Bis zum heutigen Tag wird man mich nie erleben, dass ich mich selbst zuerst vor anderen nenne. Auch nicht dann, wenn der Löwenanteil am Geschehen, dem Ergebnis oder was auch immer, bei mir selbst liegt. Ich werde immer ein „und“ sein. Nur ist es so, dass ich heute überhaupt kein Problem damit habe. Mein Selbstbewusstsein ist inzwischen groß genug, dass ich mich gern als Teil des Ganzen, als ein „und“ benennen kann.

Eine ganze Weile beobachtete ich die Sprache bei anderen Menschen. Mich interessierte, wie sie dieses „Ich“ verwenden. Dabei fiel mir tatsächlich auf, dass es in der deutschen Sprache in der Regel üblich zu sein scheint, dass sich der Esel nicht zuerst nennt. Je jünger die Menschen werden, desto stärker beginnt es, sich zu mischen und das „Ich“ steht häufig vor den anderen Beteiligten an einer Situation.

In meiner Korrespondenz mit Menschen in anderen Ländern fiel mir auf, dass es dort selbstverständlich zu sein scheint, dass der Erzählende sich selbst zuerst nennt.  Zum Beispiel: Ich und meine Mama … oder Ich und meine Freunde X, Y und Z  …

Selbst jetzt, während ich das notiere, bemerke ich, wie falsch es sich für mich anfühlt. Es ist für mich auch so etwas wie Wertschätzung dem anderen gegenüber. Meine Mama und ich …  oder meine Freunde und ich …  Nur so kann ich es formulieren und aussprechen.

Im Englischen schreiben wir das „Ich“ immer groß, jedoch kein anderes Personalpronomen. Und ich denke, es hat eine wichtige psychologische Auswirkung. Denn nur, wenn ich mich selbst als einen wichtigen Menschen wahrnehme, wenn ich mich selbst wertschätze, wenn es mir selbst gut geht, nur dann kann ich für andere Menschen ein wertvoller Teil des Ganzen sein.  Menschen mit einem mangelnden Selbstbewusstsein, die ängstlich durchs Leben gehen, deren Meinung wankelmütig ist, die beeinflussbar sind, die mitlaufen, die sich am wohlsten dort fühlen, wo sie nicht auffallen, also in der Masse, diese Menschen sind für andere in der Regel keine wirkliche Stütze.

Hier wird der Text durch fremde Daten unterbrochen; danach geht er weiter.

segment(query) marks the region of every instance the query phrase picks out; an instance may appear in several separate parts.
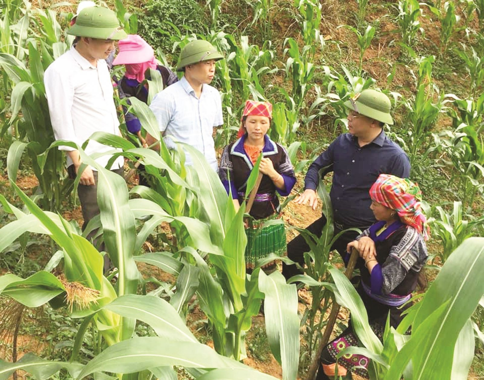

Aus meiner heutigen Sicht sollte diesem kleinen großen Wort „Ich“ tatsächlich mehr Beachtung geschenkt werden. Es ist viel, viel mehr, als nur ein Wort. Es ist das komplexe „Ich“.

Mir fiel auf, dass in anderen Kontinenten, zum Beispiel in Afrika, die Menschen sich selbst zum Geburtstag gratulieren. Das wirkte auf mich sehr befremdlich und unbescheiden. Damit wurde das gesamte Umfeld daran erinnert und zum Gratulieren aufgefordert. Wir Deutschen ticken da sehr zurückhaltend. Wir erwarten, dass der andere daran denkt, dass wir Gebrutstag haben und wir sind enttäuscht, wenn das einer vergisst. Aber das ist ein ganz anderes Thema.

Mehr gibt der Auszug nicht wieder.